NEW YORK (
U.S. Global Investors) -- It was a challenging week for gold investors.
Although the yellow metal has been on a spectacular 11-year bull run, recent strength in the economy has some thinking gold's heyday is over.
As I often say, investing, like life, is about managing expectations: Even throughout gold's decade-long rise, price action over the short term has gone both ways.
It helps to look at what happens after short-term drops.
For example, looking at the past decade of one-day, 5% declines in gold, you can see that this event is pretty rare.
In 2006, gold dropped more than 5% in a day only twice. In 2008, there were three such events. Another one occurred at the end of this February.

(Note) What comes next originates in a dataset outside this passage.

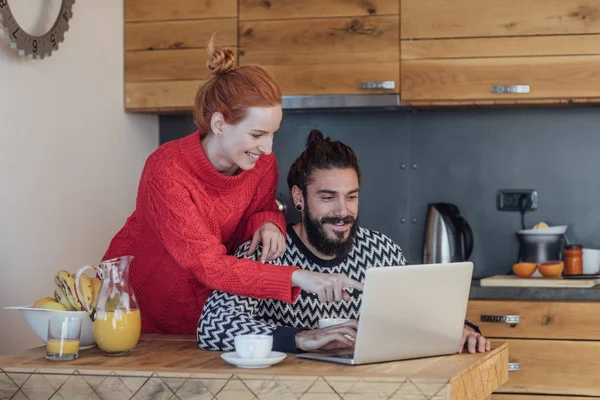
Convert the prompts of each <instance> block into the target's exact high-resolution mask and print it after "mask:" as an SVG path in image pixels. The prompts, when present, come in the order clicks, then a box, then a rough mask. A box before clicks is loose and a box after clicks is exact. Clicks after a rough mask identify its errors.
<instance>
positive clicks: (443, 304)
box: [298, 262, 473, 365]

The 1.7% drop experienced over the past month shouldn't surprise gold investors given the seasonal pattern for gold. Whereas gold rises nearly 2% in both January and February, over the past 11 years, it's been a nonevent for gold to correct in March.
In addition, it's a good reminder that bullion has historically been less volatile than the stock market: The 12-month rolling volatility over the past 10 years for gold was 13%. For the
index, the 12-month rolling volatility over the same period was 19%.
This March, there seemed to be one main driver 8,000 miles away negatively affecting gold prices. I often say that government policy is a precursor to change, and fiscal policy strongly affected the Love Trade in India last month.
To trim its current account deficit, India's finance minister proposed doubling the customs tax on the precious metal. It was soon reported that jewelers closed shops in protest.
As a result, gold imports into the world's largest gold market fell 55%.
It's not the customs tax that has the gold shops boycotting, says UBS Investment Research.
Jewelers' "prime gripe is with the new 1 percent excise duty on unbranded jewelry" leading to a greater recording of gold transactions, which means more regulation and red tape, UBS said.
What's so egregious to jewelers is the excise tax will be retroactive, so those shop owners holding old gold stocks will have to pay duty on those as well, the firm added.
Jewelers and bullion traders in India did call off their strike on Friday after India's finance minister said the government would address the concern of the duty on gold jewelry.
But the boycotting may arise again as the levy proposal will be up for consideration in parliament in early May.